More than 2 billion of the world’s population reside in low- and middle-income countries. In these countries, provision of emergency, essential surgical care, and anesthesia that have been shown to decrease mortality and disability is limited.1,2 One of the reasons could be that providing anesthesia in these countries can be challenging because of inadequate infrastructure and equipment. In addition, these countries have a shortage of trained anesthesiologists, and thus, nonphysician anesthesia providers generally provide anesthesia services in the rural and underserved hospitals.3–5 In such circumstances, it is necessary to use anesthetic drugs and techniques with safe profiles.

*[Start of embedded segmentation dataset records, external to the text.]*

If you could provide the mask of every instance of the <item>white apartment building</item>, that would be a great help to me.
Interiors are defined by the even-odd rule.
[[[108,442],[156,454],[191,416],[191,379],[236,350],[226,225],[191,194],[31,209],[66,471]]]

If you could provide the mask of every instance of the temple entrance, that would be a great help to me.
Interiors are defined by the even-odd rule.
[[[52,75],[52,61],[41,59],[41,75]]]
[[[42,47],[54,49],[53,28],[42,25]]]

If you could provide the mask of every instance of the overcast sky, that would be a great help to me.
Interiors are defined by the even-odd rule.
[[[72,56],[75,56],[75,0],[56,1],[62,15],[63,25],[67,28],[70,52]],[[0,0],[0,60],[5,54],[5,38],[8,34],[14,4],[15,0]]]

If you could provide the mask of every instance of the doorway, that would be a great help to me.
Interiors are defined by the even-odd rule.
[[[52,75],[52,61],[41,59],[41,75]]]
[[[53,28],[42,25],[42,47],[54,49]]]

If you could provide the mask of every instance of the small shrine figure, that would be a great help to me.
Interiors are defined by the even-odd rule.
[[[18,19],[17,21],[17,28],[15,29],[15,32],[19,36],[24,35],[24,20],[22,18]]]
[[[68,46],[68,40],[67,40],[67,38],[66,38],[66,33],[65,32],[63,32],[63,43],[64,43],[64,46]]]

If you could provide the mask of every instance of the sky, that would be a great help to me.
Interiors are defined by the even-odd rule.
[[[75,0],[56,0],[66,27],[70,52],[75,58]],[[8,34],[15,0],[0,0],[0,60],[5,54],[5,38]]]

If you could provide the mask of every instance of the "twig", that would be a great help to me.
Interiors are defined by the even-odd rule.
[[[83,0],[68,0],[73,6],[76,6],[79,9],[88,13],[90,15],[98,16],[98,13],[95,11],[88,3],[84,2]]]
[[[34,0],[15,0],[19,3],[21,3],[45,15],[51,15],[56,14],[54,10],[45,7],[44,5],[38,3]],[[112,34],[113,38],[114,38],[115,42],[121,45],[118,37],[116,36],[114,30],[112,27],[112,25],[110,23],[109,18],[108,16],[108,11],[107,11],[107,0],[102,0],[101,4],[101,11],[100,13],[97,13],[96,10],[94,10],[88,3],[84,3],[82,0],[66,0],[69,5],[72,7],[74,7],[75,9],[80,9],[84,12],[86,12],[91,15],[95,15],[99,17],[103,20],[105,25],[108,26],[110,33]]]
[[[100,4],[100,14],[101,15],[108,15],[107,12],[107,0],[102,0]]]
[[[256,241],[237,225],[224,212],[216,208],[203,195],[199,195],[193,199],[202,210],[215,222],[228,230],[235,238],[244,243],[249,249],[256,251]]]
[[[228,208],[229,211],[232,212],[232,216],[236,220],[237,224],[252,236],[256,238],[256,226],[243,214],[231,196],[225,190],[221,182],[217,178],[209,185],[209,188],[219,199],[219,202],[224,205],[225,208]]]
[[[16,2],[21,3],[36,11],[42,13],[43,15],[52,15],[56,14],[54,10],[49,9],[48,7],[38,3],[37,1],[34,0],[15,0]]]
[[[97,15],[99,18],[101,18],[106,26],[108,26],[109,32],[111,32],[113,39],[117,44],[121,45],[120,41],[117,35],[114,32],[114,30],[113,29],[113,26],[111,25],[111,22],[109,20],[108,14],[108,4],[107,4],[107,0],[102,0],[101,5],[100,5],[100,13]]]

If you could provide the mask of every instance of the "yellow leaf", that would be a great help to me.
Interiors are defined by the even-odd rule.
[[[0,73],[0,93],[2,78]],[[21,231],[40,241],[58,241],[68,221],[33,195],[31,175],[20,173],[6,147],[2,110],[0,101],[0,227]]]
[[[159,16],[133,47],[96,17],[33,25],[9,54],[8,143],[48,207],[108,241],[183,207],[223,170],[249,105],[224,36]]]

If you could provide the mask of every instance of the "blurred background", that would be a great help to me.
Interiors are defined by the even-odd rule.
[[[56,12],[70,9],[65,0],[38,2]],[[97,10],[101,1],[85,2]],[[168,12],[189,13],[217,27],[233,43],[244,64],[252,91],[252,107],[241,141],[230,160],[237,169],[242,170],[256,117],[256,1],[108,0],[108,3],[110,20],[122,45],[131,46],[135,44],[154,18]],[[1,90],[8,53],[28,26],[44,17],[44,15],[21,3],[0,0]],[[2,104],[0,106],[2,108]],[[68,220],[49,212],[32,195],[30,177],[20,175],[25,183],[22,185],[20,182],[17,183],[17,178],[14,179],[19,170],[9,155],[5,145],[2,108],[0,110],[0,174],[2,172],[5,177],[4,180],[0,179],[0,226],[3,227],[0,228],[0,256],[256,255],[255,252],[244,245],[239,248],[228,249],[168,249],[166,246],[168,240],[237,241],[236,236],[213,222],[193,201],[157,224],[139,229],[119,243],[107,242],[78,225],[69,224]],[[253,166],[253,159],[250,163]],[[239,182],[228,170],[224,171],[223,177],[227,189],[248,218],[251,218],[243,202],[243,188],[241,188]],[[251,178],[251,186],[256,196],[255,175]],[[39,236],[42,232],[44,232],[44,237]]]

Ketamine in Low- and Middle-Income Countries
Ketamine is a potent dissociative anesthetic and analgesic with a 50-year history of clinical utility.6–8 It provides analgesia, amnesia, immobility, and loss of consciousness. It has a wide margin of safety when compared with other general anesthetics. Its sympathomimetic effects provide hemodynamic stability, which is of particular benefit in hemodynamically unstable and critically ill patients.9,10 In addition, it has bronchodilatory properties, which contribute to its safety in patients with acute pulmonary disease. Also, during ketamine anesthesia, pharyngeal and laryngeal reflexes, as well as ventilation, are generally preserved. Ketamine stimulates respiration and maintains airway patency during sedation and anesthesia over a wide dose range.11 Low-dose ketamine has been shown to antagonize opioid-induced hypoventilation in healthy volunteers.12 Ketamine can be used for coinduction with other anesthetics, thereby enhancing their synergistic action and providing cardiopulmonary stability.13,14 In addition, ketamine has been shown to be superior to fentanyl with respect to hemodynamic stability and adverse effects.15 Ketamine also minimizes the decrease in core temperature usually associated with anesthesia because it reduces the magnitude of redistribution hypothermia.16
Overall, ketamine is suitable in many clinical situations because of its safety profile (i.e., wide therapeutic range, as well as preservation of airway reflexes, ventilation, and hemodynamic stability) and suitability for administration via multiple routes (e.g., IV, IM, and intraosseous).17 It is inexpensive and easily available, and unlike modern anesthetic techniques such as inhaled anesthesia, it requires minimal equipment and training. Therefore, in many low- and middle-income countries, ketamine is the sole anesthetic.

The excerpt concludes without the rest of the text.